Part of the political problem for Boehner going down the compromise road is that if he loses a significant number of the most fiscally conservative budget-cutting-minded members of his caucus on a spending bill, the bill will require getting many Democrats on board.

This risks making Boehner look like a RINO, something he certainly doesn’t want and is not and would not be even if he went down that path. Furthermore, as we know that Nancy Pelosi has frequently been able to make individual Democrat congressmen make votes that they did not want to make, it’s possible that Pelosi will arm-twist wavering Democrats into not supporting a spending bill that cuts spending substantially but not as much as the Tea Party and conservative freshmen want.

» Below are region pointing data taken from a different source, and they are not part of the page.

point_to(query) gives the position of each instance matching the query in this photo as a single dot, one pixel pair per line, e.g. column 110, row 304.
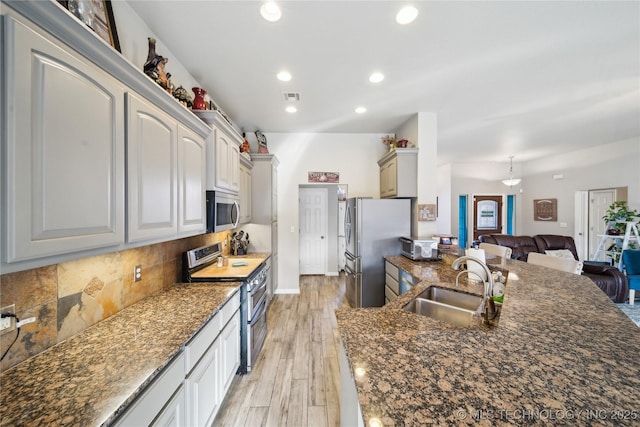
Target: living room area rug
column 633, row 311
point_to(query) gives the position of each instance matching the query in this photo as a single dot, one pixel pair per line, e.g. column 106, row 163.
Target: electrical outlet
column 8, row 324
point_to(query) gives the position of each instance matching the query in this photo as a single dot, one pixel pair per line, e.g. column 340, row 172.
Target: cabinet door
column 245, row 194
column 388, row 174
column 155, row 401
column 152, row 171
column 64, row 152
column 174, row 414
column 191, row 182
column 274, row 193
column 203, row 385
column 227, row 162
column 234, row 170
column 230, row 352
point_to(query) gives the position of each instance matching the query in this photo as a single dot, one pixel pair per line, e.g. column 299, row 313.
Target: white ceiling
column 522, row 78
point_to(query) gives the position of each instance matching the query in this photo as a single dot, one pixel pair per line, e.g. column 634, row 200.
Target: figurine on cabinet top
column 154, row 67
column 262, row 143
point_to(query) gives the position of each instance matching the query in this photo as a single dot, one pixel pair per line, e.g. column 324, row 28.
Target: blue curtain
column 511, row 200
column 462, row 222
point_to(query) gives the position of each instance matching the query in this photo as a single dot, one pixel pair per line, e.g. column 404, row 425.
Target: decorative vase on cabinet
column 199, row 102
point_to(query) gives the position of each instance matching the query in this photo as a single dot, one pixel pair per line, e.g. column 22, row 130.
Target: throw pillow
column 561, row 253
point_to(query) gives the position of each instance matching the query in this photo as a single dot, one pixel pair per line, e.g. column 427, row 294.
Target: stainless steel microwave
column 223, row 211
column 420, row 249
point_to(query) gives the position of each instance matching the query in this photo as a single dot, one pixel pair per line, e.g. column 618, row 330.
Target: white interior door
column 581, row 221
column 313, row 230
column 599, row 201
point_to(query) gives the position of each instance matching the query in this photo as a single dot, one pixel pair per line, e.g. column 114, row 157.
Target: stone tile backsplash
column 69, row 297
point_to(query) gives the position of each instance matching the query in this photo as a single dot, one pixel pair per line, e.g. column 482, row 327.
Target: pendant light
column 511, row 181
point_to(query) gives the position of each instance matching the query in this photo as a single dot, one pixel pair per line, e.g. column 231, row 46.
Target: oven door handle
column 236, row 205
column 259, row 309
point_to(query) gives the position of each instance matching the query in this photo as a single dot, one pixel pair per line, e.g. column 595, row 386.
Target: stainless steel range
column 201, row 265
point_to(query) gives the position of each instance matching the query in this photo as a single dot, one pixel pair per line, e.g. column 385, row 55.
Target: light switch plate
column 8, row 324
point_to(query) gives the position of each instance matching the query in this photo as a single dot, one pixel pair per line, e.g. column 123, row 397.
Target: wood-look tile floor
column 296, row 380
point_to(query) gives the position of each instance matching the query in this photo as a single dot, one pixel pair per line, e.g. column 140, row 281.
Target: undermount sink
column 451, row 297
column 455, row 308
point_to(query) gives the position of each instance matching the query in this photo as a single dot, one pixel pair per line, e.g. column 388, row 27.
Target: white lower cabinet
column 203, row 388
column 158, row 398
column 350, row 411
column 392, row 282
column 229, row 352
column 173, row 414
column 190, row 390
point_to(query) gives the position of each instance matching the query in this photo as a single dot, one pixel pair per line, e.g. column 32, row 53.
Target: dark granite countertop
column 91, row 377
column 562, row 353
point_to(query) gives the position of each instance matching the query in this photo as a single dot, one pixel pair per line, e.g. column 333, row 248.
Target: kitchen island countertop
column 561, row 353
column 90, row 378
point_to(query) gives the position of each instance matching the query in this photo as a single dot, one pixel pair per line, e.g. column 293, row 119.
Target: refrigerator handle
column 349, row 271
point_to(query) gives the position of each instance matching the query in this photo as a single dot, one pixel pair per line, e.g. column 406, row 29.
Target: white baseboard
column 287, row 291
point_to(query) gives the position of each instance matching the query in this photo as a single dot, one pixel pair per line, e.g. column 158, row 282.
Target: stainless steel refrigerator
column 372, row 231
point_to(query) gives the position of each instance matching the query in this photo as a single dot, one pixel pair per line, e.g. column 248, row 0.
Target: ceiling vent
column 291, row 96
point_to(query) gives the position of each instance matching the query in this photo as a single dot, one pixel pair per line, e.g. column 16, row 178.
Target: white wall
column 133, row 33
column 354, row 156
column 607, row 166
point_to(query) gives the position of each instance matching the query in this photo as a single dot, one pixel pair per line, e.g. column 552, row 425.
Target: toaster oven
column 420, row 249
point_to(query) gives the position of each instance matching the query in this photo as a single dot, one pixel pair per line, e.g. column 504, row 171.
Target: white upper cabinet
column 227, row 162
column 165, row 174
column 192, row 169
column 63, row 149
column 151, row 171
column 245, row 190
column 71, row 108
column 223, row 154
column 399, row 173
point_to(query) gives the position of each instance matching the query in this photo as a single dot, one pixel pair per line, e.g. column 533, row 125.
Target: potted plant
column 617, row 216
column 389, row 141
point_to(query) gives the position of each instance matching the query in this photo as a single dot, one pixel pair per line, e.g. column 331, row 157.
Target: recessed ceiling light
column 270, row 11
column 376, row 77
column 406, row 15
column 284, row 76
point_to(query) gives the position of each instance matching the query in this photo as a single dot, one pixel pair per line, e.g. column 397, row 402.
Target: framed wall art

Pelosi’s motivation would be to make Boehner and the GOP look bad, look unable to govern even with a substantial majority, and to sow dissent within the ranks of the Republican Party. The more you think about it, the more it seems likely such a thing could happen.

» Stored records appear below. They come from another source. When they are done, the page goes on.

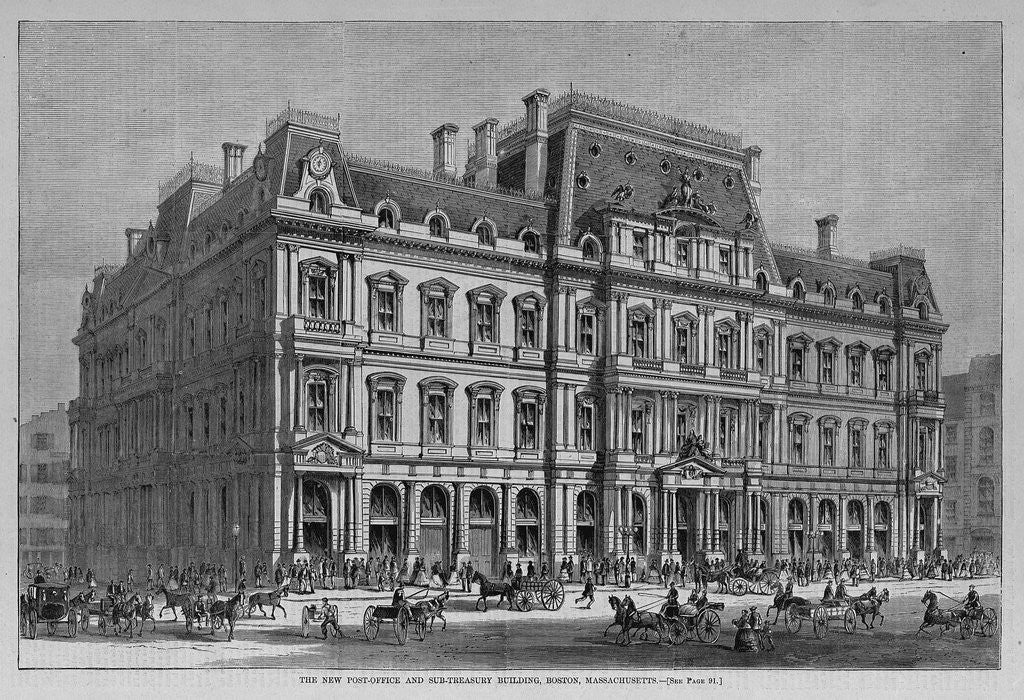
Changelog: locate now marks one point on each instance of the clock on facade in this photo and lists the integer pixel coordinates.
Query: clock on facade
(320, 165)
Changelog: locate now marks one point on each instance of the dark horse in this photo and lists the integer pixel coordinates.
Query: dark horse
(489, 588)
(226, 611)
(175, 600)
(782, 602)
(258, 600)
(870, 606)
(936, 615)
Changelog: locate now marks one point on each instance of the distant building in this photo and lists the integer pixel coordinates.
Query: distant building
(44, 448)
(972, 458)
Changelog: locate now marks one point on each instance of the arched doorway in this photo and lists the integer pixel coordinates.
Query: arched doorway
(384, 520)
(433, 527)
(483, 531)
(883, 527)
(315, 518)
(797, 528)
(827, 529)
(586, 523)
(685, 527)
(855, 528)
(639, 543)
(527, 524)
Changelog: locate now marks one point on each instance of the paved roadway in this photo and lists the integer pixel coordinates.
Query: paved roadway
(509, 640)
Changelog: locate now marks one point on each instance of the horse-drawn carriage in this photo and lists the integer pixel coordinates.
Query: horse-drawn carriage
(48, 604)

If Boehner will not be able to pass a “compromise,” then he should not even try. The downside from failing is large. Indeed it’s the Democrats who have the 2:1 or 3:1 payoff from refusing to compromise in this scenario.

So, considering these factors:

• The real risk that a compromise bill may not pass the House,

• That a government shutdown, if plausibly caused by Democrats refusing to cut federal spending, would likely benefit not just the GOP but the nation itself, and

• That “compromise” on current levels of government spending is immoral and destructive,

I believe that House and Senate Republicans should not support only $33 billion in cuts in the remainder of this fiscal year. I could live with a so-called compromise if it weren’t a meeting-you-halfway compromise. In other words, if the original GOP proposal were $61 billion in cuts, and with the understanding that many House freshmen (and a few Senators) would prefer much larger cuts than that, I could nevertheless live with a “compromise” of $50 billion. $50 billion would be big enough that the GOP can claim massive cuts and can show that their being in the majority has made a difference. And it would be big enough that it would be hard for the Democrats to claim a political victory of any importance. Unfortunately, this very fact makes such a compromise that much less likely.

There is no easy political way out of this financial mess. But Republicans need to realize that the Democrats’ tactics are based entirely on political optics, not on any actual desire to cut spending or reach a compromise. With that in mind, a compromise of about 50% of the originally demanded cuts is a political loser for the GOP and a baby step toward fiscal sanity at a time when the nation is, for perhaps the first time in history, ready for a giant step.